Among patients with previously untreated follicular lymphoma, efficacy results were similar with rituximab plus lenalidomide and rituximab plus chemotherapy (with both regimens followed by rituximab maintenance therapy). The safety profile differed in the two groups. (Funded by Celgene; RELEVANCE ClinicalTrials.gov numbers, NCT01476787 and NCT01650701 , and EudraCT number, 2011-002792-42 .).
利妥昔单抗联合化疗已被证实对未经治疗的晚期滤泡性淋巴瘤患者有效;然而,大多数患者仍会复发。来那度胺联合利妥昔单抗的联合免疫治疗是一种免疫调节方案,在惰性 B 细胞非霍奇金淋巴瘤患者中显示出了有希望的活性。
我们进行了这项多中心、国际、3 期优效性试验,以评估未经治疗的滤泡性淋巴瘤患者中利妥昔单抗联合来那度胺与利妥昔单抗联合化疗相比的效果。患者被随机分配接受两种方案中的一种,随后接受利妥昔单抗单药维持治疗。利妥昔单抗联合来那度胺的治疗方案包括两种药物的 18 个周期,随后每 8 周进行 12 个周期的利妥昔单抗维持治疗(共 6 个额外剂量)。利妥昔单抗联合化疗的治疗方案为研究者选择的三种基于利妥昔单抗的方案之一,随后每 8 周进行 12 个周期的利妥昔单抗单药维持治疗。主要终点为 120 周时的完全缓解(确认或未确认)和无进展生存期。

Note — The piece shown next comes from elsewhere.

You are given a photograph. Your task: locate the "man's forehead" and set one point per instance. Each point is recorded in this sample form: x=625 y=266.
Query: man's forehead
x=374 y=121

共有 1030 名患者被随机分配接受利妥昔单抗联合来那度胺(513 名)或利妥昔单抗联合化疗(517 名)。两组 120 周时确认或未确认的完全缓解率相似:利妥昔单抗-来那度胺组为 48%(95%置信区间[CI],44 至 53),利妥昔单抗-化疗组为 53%(95%CI,49 至 57)(P=0.13)。中位 3 年无进展生存率分别为 77%(95%CI,72 至 80)和 78%(95%CI,74 至 82)。利妥昔单抗-化疗组中 3 级或 4 级中性粒细胞减少症(32% vs. 50%)和任何级别发热性中性粒细胞减少症(2% vs. 7%)的患者比例较高,利妥昔单抗-来那度胺组中 3 级或 4 级皮肤反应(7% vs. 1%)的患者比例较高。
在未经治疗的滤泡性淋巴瘤患者中,利妥昔单抗联合来那度胺和利妥昔单抗联合化疗的疗效结果相似(两种方案均随后进行利妥昔单抗维持治疗)。两组的安全性特征不同。(由 Celgene 资助;RELEVANCE ClinicalTrials.gov 编号,NCT01476787 和 NCT01650701,和 EudraCT 编号,2011-002792-42。)